SAN DIEGO, CA (CBS) – You might have even more in common with your friends than you think. In fact, you probably share some of the same genes.

That's according to new research out of Yale and the University of California – San Diego, which shows that friends are about as genetically similar as fourth cousins.

Researchers say they focused on nearly 2,000 subjects from the Framingham Heart Study, one of the largest sets of data that contains both genetic information and information on social relationships between the people it was collected from.

What they found is that people who were friends shared about one percent of the same genes.

And though "One percent may not sound like much to the layperson…most people don't even know who their fourth cousins are," co-author Nicholas Christakis, professor of sociology, evolutionary biology, and medicine at Yale, tells the UC San Diego News Center, "We are somehow, among a myriad of possibilities, managing to select as friends the people who resemble our kin."

Scientists say their findings make sense, as "functional kinship" can produce a number of evolutionary advantages. As they explain it, if your friend wants to make a fire and you're cold, you both benefit.

And while friends were most alike in genes having to do with sense of smell, they were the most different in terms of their immune systems. This, too, has advantages, since "having connections to people who are able to withstand different pathogens reduces interpersonal spread."

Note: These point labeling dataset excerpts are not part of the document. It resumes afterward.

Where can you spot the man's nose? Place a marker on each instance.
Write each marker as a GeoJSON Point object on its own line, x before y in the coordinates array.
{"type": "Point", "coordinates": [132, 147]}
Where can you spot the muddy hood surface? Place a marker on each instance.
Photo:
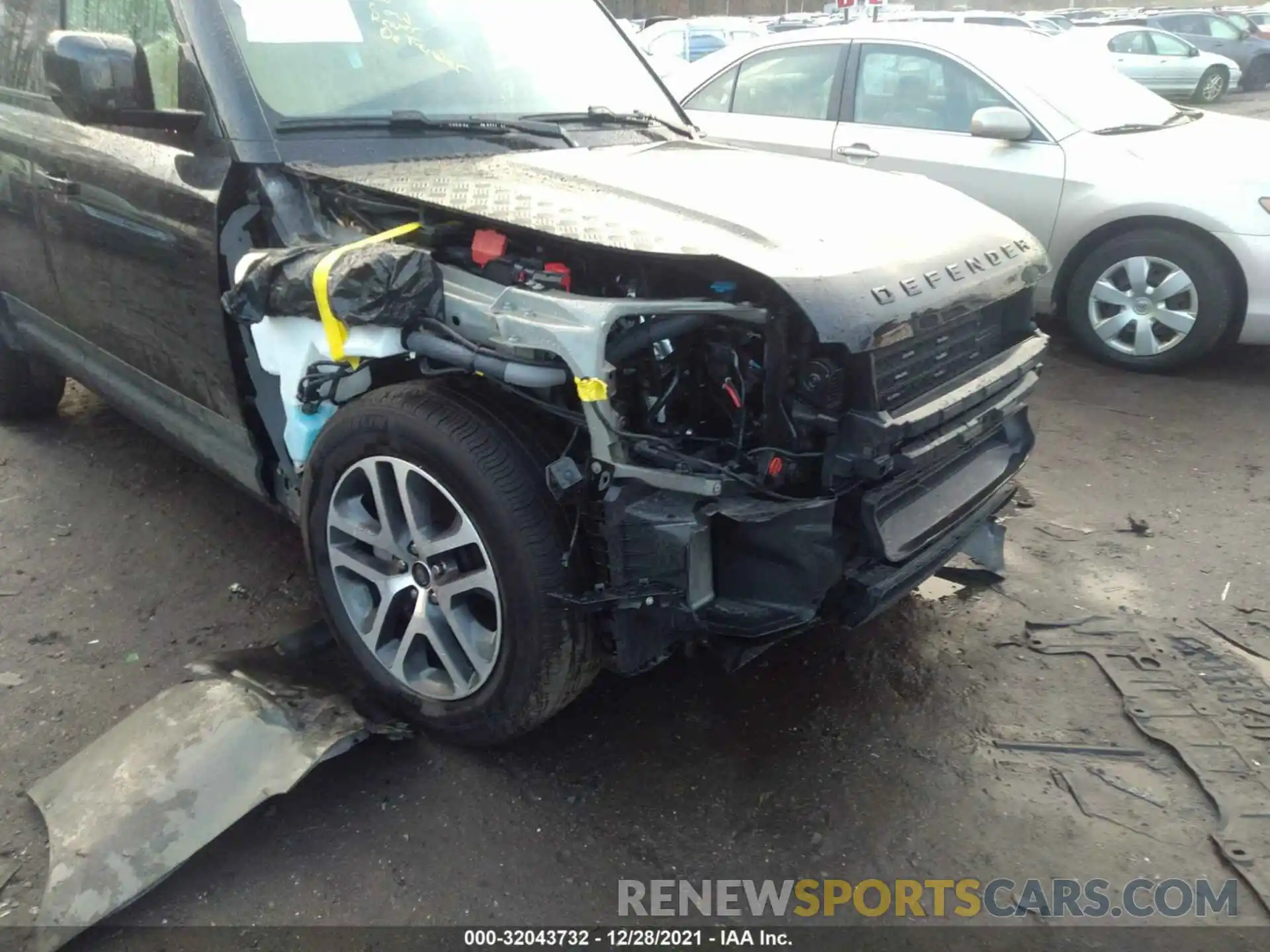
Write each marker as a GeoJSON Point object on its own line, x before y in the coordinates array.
{"type": "Point", "coordinates": [859, 251]}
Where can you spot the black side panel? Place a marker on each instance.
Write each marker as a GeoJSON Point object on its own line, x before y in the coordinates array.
{"type": "Point", "coordinates": [208, 437]}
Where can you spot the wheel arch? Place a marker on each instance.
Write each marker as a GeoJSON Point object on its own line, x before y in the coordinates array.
{"type": "Point", "coordinates": [1123, 226]}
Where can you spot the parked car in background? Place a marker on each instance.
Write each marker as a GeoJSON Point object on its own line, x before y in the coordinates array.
{"type": "Point", "coordinates": [1246, 23]}
{"type": "Point", "coordinates": [1164, 63]}
{"type": "Point", "coordinates": [1217, 34]}
{"type": "Point", "coordinates": [1155, 266]}
{"type": "Point", "coordinates": [694, 38]}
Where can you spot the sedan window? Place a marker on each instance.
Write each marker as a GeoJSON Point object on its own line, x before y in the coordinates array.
{"type": "Point", "coordinates": [1137, 42]}
{"type": "Point", "coordinates": [795, 81]}
{"type": "Point", "coordinates": [715, 97]}
{"type": "Point", "coordinates": [919, 89]}
{"type": "Point", "coordinates": [150, 24]}
{"type": "Point", "coordinates": [1169, 45]}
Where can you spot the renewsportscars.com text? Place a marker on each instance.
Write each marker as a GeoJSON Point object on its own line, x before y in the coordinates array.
{"type": "Point", "coordinates": [964, 898]}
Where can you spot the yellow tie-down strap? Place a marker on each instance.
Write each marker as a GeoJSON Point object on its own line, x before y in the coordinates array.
{"type": "Point", "coordinates": [337, 333]}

But perhaps the most fascinating finding gleaned from the study? Genes that were similar between friends seem to be evolving faster than other genes, suggesting that "social environment itself is an evolutionary force."

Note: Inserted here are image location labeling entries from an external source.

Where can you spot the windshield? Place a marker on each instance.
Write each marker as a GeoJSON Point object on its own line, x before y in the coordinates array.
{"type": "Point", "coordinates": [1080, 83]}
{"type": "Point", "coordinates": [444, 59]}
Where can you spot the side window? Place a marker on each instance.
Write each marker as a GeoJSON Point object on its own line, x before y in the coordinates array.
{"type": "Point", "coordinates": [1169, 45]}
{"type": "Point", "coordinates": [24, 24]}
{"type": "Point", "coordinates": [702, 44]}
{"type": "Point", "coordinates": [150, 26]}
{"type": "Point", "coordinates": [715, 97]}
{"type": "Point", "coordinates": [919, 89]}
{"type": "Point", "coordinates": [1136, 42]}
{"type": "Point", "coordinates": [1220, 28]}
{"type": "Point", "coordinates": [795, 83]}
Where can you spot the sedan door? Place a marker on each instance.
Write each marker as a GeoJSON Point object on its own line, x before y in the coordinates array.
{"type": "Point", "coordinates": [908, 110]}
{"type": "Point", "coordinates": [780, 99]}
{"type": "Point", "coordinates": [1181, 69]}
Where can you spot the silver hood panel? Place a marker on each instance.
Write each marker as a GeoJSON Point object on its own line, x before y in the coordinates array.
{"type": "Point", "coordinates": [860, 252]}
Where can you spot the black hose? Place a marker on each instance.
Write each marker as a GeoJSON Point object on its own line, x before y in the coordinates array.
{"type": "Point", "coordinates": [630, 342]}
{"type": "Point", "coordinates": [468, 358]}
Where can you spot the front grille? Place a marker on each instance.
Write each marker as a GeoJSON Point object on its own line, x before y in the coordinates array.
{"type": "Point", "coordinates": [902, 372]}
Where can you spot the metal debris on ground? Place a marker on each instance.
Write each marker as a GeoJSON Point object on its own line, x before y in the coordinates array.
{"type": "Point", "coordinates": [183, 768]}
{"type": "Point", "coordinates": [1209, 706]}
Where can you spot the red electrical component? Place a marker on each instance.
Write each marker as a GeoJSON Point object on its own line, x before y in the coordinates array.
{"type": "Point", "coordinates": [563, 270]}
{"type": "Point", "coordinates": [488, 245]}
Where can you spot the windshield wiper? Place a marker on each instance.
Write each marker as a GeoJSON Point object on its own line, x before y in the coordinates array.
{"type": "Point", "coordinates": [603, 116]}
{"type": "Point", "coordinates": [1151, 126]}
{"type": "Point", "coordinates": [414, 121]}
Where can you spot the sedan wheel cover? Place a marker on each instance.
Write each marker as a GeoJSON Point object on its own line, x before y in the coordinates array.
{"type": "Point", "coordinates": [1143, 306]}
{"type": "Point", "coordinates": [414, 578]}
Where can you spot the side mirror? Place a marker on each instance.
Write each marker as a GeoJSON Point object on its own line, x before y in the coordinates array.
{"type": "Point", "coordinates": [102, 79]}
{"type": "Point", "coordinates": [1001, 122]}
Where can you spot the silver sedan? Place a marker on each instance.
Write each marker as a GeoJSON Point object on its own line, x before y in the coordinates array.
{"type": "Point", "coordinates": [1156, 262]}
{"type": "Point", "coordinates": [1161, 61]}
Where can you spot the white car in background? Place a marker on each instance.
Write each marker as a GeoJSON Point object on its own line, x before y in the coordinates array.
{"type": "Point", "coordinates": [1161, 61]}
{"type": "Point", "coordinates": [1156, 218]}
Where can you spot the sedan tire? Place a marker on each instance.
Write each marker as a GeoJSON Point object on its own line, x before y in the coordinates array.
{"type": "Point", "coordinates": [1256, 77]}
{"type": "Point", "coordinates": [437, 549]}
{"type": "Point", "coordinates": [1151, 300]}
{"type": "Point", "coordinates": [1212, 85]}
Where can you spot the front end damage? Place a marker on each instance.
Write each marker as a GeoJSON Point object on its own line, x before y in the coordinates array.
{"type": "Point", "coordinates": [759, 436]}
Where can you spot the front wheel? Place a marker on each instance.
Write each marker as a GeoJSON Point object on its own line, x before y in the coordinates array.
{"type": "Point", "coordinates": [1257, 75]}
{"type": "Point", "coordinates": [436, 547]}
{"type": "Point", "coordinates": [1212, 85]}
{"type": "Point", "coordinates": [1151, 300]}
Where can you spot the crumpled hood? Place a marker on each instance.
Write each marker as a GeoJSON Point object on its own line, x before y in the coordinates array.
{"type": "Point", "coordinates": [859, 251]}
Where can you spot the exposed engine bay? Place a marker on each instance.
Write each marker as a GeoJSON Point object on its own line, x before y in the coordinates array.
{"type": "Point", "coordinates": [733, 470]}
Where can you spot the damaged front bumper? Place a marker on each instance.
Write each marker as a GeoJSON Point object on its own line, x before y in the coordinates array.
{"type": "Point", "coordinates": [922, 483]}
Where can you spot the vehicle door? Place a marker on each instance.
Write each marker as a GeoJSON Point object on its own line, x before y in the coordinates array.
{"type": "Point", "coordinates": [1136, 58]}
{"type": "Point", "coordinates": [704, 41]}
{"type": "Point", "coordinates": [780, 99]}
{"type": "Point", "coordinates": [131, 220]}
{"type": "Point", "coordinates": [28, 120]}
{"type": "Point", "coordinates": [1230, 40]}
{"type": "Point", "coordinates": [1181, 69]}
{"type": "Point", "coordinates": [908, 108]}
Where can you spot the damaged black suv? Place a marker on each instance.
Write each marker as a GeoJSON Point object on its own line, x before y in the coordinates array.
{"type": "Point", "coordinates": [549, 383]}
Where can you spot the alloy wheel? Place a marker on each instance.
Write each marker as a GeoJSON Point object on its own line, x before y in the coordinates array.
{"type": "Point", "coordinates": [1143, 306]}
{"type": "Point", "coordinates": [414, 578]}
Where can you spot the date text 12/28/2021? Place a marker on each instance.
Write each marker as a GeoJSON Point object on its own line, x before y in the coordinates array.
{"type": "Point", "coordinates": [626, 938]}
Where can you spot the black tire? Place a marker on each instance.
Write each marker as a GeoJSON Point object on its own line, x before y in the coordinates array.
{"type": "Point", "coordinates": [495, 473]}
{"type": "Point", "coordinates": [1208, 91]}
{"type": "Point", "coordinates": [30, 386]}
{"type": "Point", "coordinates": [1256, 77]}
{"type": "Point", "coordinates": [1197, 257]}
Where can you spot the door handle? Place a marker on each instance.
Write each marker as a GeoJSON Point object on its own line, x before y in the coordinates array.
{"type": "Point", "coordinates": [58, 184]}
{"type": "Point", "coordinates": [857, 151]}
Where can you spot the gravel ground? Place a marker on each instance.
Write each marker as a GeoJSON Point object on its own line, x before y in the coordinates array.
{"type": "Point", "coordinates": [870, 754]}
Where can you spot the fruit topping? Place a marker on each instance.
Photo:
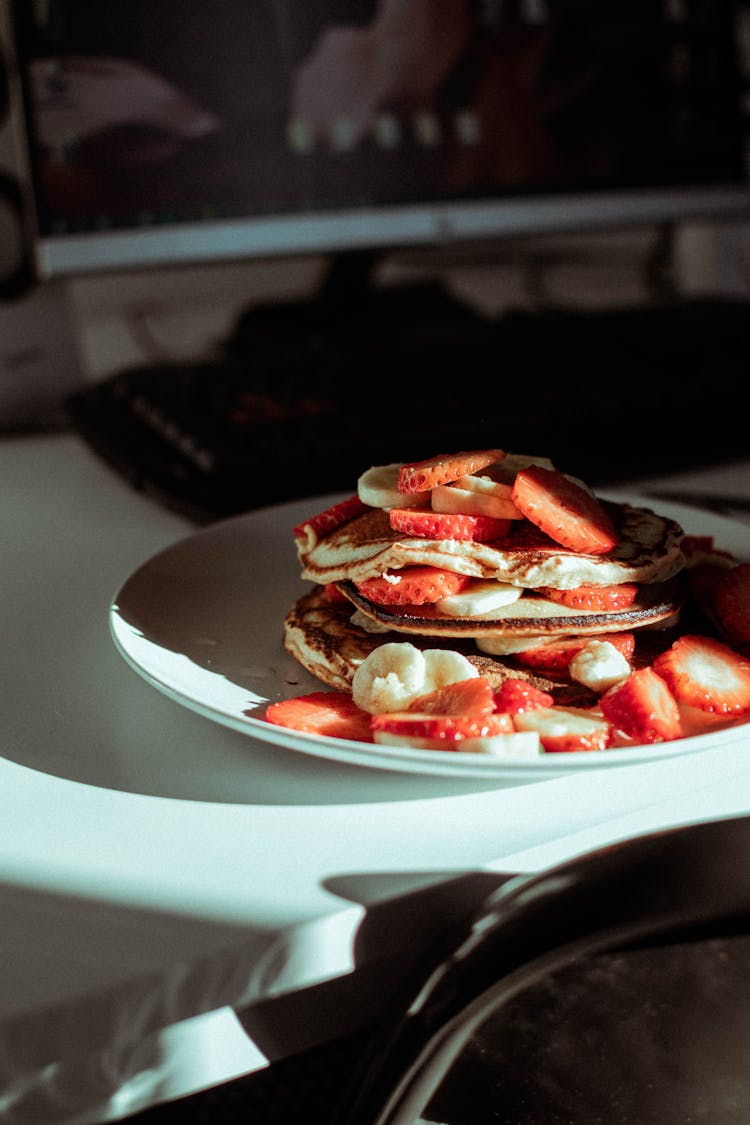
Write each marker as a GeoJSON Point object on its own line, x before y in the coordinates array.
{"type": "Point", "coordinates": [308, 532]}
{"type": "Point", "coordinates": [473, 501]}
{"type": "Point", "coordinates": [603, 599]}
{"type": "Point", "coordinates": [425, 524]}
{"type": "Point", "coordinates": [556, 655]}
{"type": "Point", "coordinates": [444, 732]}
{"type": "Point", "coordinates": [414, 585]}
{"type": "Point", "coordinates": [731, 604]}
{"type": "Point", "coordinates": [706, 674]}
{"type": "Point", "coordinates": [566, 729]}
{"type": "Point", "coordinates": [396, 673]}
{"type": "Point", "coordinates": [516, 695]}
{"type": "Point", "coordinates": [332, 714]}
{"type": "Point", "coordinates": [479, 597]}
{"type": "Point", "coordinates": [422, 476]}
{"type": "Point", "coordinates": [563, 511]}
{"type": "Point", "coordinates": [378, 487]}
{"type": "Point", "coordinates": [466, 696]}
{"type": "Point", "coordinates": [642, 708]}
{"type": "Point", "coordinates": [598, 665]}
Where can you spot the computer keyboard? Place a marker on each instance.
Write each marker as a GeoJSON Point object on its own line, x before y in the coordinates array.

"The first mutant to speak needed someone else to speak to. The ability is useless if there's no one who shares it. These types of traits in people are a kind of social network effect," explains the study's co-author James Fowler, who is also a professor of medical genetics and political science at UC San Diego.

The research is published in a recent issue of the journal Proceedings the National Academy of Sciences of the United States of America.